Although in the great majority of patients, TCC has a benign course leading to a complete recovery, there are some reports of life-threatening complications such as cardiogenic shock, pulmonary oedema, arrhythmias, and left ventricle thrombus that could lead to stroke (Mrejen-Shakin et al., 2011; Wakabayashi et al., 2011). Moreover, catecholamine-related myocardial injury may be a relevant mechanism of sudden unexpected death in epilepsy (SUDEP) (Nashef et al., 2012; Al-Najafi and Rosman, 2015; Miller et al., 2017) even though this seems to be a rare event (Stöllberger et al., 2011; Finsterer and Bersano, 2015). Central modulation of the cardiovascular autonomic nervous system involves a complex network that includes the anterior insular cortex, the anterior cingulate gyrus, the amygdala, and the ventromedial prefrontal cortex. Some of these areas could be involved in the generation and propagation of seizures in a patient with SE and their involvement can promote catecholamine release. This could explain an increased risk of transient cardiomyopathy in TTC. However, ictal malignant cardiac arrhythmias are rare during the recorded cases of SUDEP. Nevertheless, it seems reasonable that ictal cardiac changes could play a significant role in patients who simultaneously experience respiratory distress and autonomic instability (Bermeo-Ovalle et al., 2015; Akashi et al., 2008; Ellis and Szabó, 2018).

Thus, clinicians dealing with seizures and SE in particular should keep TTC in mind in order to make a quick diagnosis and manage it, avoiding further complications.

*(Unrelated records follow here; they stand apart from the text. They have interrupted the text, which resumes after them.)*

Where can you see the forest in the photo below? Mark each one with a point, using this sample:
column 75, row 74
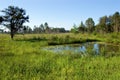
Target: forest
column 88, row 51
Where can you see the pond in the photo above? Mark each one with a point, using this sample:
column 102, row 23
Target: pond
column 89, row 47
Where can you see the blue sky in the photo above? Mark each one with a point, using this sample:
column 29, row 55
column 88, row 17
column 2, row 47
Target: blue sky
column 63, row 13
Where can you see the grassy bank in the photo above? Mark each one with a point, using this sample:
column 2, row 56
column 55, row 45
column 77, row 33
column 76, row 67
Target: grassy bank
column 22, row 58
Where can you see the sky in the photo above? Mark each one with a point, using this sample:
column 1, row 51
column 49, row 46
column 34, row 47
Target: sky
column 63, row 13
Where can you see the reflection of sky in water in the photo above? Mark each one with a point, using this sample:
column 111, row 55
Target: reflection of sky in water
column 94, row 47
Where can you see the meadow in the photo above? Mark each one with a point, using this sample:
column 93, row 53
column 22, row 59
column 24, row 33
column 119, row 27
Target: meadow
column 23, row 58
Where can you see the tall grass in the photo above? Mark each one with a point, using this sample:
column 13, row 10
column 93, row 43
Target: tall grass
column 23, row 58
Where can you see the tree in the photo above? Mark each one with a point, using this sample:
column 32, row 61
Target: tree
column 47, row 28
column 116, row 21
column 14, row 19
column 1, row 19
column 82, row 27
column 90, row 24
column 74, row 29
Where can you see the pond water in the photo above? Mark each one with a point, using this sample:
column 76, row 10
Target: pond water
column 93, row 47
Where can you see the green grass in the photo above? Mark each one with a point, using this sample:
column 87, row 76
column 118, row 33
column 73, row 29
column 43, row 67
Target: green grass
column 22, row 58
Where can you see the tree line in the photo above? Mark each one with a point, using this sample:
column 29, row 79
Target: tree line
column 107, row 24
column 15, row 17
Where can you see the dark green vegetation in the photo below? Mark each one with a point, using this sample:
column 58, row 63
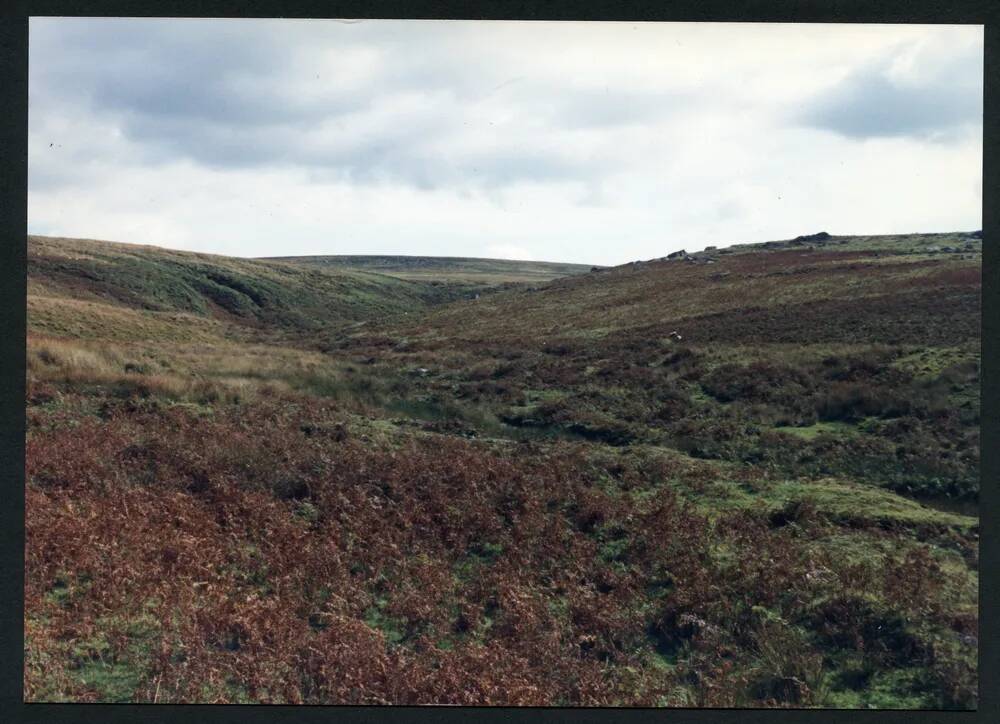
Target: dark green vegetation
column 539, row 496
column 441, row 268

Moreover, it is important to avoid the use of antiepileptic drugs (in particular, ion channel blockers) that are known to interfere with cardiac function because of the potential increased risk of further cardiac complications (Bermeo-Ovalle et al., 2015).

Limitations of the study

We found that TTC was present in about 1% of the observed SE episodes. We believe that this percentage is underestimated. Indeed, the most important limitation of the present study is that we did not systematically investigate each patient with SE to rule out TTC. Thus, we identified only the symptomatic forms, assuming that probably more common asymptomatic forms of cardiac alterations could have been unrecognized.

Supplementary data.

Summary didactic slides and supplementary tables are available on the www.epilepticdisorders.com website.

Disclosures

None of the authors have any conflict of interest to declare.


* This work has previously been presented as a poster at the 13th ECE, Vienna.